I was very scared laying on the gurney, waiting for them to take me into surgery. I felt fine, and to subject myself to more pain started to seem silly. My surgery was delayed for a few hours because of an emergency. Thankfully, I was so worn out from the stress I finally fell asleep, and the next thing I knew they were wheeling me into surgery. The nurses were wonderful, and made jokes so I wouldn't be so frightened.
When I woke up I had another wonderful nurse in recovery who got my pain under control right away, and I was sent up to my room. As soon as I was cognisant enough, the first thing I did was to feel my abdomen and check to make sure the bag was gone!
I was in considerably less pain than after the first step. It took my bowel two days to wake up. It was a horrible time, I couldn't have anything to eat, and I kept heading into the bathroom and trying to move my bowels, but nothing would come out. I started to become bloated, and very depressed and anxious. Finally, after what to me seemed like forever, I was able to move my bowels! Before he left that night my husband made sure I got a tray of clear liquids, and the next morning I got solid food. That afternoon I went home.

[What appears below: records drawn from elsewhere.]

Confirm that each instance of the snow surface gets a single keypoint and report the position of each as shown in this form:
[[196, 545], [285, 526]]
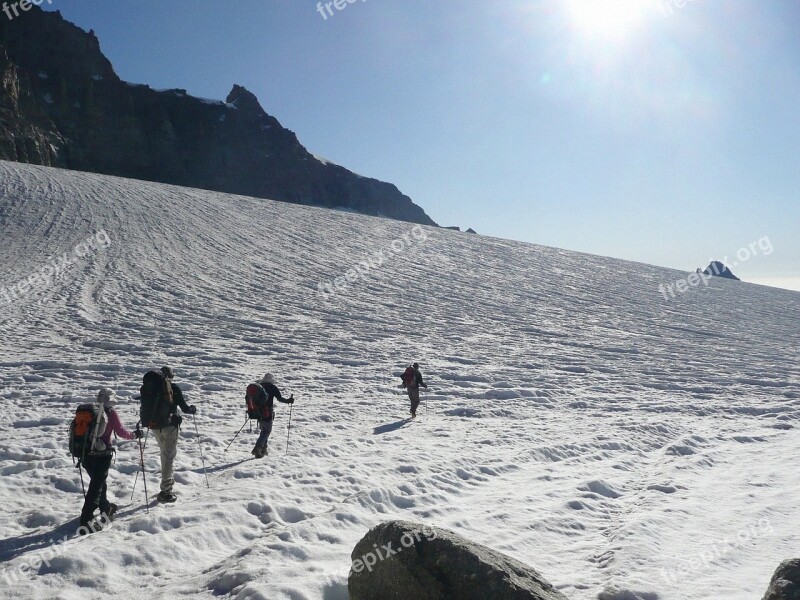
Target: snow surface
[[575, 420]]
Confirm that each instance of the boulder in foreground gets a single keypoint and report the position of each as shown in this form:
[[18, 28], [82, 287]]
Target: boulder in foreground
[[399, 560]]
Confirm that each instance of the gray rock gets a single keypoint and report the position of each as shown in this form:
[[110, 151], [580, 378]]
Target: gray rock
[[400, 560], [785, 584], [62, 105]]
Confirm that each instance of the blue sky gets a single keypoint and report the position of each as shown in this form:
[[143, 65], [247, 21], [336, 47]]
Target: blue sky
[[655, 131]]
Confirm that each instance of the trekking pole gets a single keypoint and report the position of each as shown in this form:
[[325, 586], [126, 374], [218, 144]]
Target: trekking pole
[[288, 433], [80, 471], [237, 435], [144, 473], [197, 433], [136, 479]]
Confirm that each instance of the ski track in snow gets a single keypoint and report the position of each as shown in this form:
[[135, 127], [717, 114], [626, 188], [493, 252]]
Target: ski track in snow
[[575, 419]]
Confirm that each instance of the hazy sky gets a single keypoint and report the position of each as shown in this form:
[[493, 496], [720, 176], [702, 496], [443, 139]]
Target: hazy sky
[[661, 132]]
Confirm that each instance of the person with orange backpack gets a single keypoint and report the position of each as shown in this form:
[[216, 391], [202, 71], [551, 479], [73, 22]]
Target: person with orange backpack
[[260, 399], [412, 381], [90, 443]]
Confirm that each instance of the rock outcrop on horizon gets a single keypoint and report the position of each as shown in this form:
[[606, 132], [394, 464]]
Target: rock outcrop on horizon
[[785, 584], [718, 269], [62, 105], [399, 560]]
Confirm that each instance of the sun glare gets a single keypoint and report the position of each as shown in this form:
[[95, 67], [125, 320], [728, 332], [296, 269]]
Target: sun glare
[[609, 19]]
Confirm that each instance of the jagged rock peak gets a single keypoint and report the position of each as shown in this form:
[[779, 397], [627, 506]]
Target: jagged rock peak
[[244, 100]]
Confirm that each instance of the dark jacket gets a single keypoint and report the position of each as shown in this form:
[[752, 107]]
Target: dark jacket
[[266, 399], [418, 379]]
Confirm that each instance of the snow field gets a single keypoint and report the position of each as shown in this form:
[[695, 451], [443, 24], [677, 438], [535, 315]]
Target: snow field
[[575, 419]]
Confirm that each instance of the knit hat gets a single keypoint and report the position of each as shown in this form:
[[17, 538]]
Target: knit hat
[[107, 397]]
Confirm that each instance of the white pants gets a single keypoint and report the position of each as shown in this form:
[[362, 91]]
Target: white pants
[[167, 440]]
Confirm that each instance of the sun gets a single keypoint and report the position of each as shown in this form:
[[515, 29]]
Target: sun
[[608, 19]]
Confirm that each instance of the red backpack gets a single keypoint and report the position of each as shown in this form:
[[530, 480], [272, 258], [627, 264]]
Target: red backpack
[[409, 377], [251, 397]]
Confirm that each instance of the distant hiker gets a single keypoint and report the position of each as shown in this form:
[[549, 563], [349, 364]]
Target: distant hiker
[[97, 454], [260, 396], [412, 380], [161, 399]]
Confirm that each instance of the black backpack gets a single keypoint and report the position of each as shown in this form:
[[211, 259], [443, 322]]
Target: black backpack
[[157, 401], [86, 429]]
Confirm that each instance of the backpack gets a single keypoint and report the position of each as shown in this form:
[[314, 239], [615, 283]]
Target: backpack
[[86, 429], [256, 407], [409, 377], [157, 402]]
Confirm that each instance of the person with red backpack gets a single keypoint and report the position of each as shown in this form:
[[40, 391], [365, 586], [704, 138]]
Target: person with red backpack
[[412, 380], [96, 459], [261, 397]]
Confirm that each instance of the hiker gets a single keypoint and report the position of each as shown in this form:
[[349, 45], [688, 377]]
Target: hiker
[[165, 424], [263, 399], [412, 380], [97, 461]]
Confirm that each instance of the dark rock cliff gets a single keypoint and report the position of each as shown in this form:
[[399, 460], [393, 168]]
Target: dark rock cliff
[[62, 105]]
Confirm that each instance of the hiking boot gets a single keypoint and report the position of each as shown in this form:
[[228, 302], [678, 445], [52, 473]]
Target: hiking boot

The Present and the Future
Now, over a year later, my j-pouch and I are doing great. I can eat just about anything I want (within reason), and I almost never have diarrhea. I empty my pouch about 4-6 times a day, or whenever I'm in the restroom to urinate (with my small bladder that's about every two hours). If I eat something spicy I might experience some burning when I use the restroom, but it's nothing like the hemorrhoids and burning I had with the UC.
At times I do have what is called 'explosive' movements, but that's no different than when I had UC. In fact, it's less of a problem now because I can control it, and it's not painful. I haven't had to make a mad dash to the restroom since before my first surgery.
In the future I hope to continue doing things I feared I never would. It's been a long time coming, but I think it's finally my turn to have some happiness, and freedom from restrooms.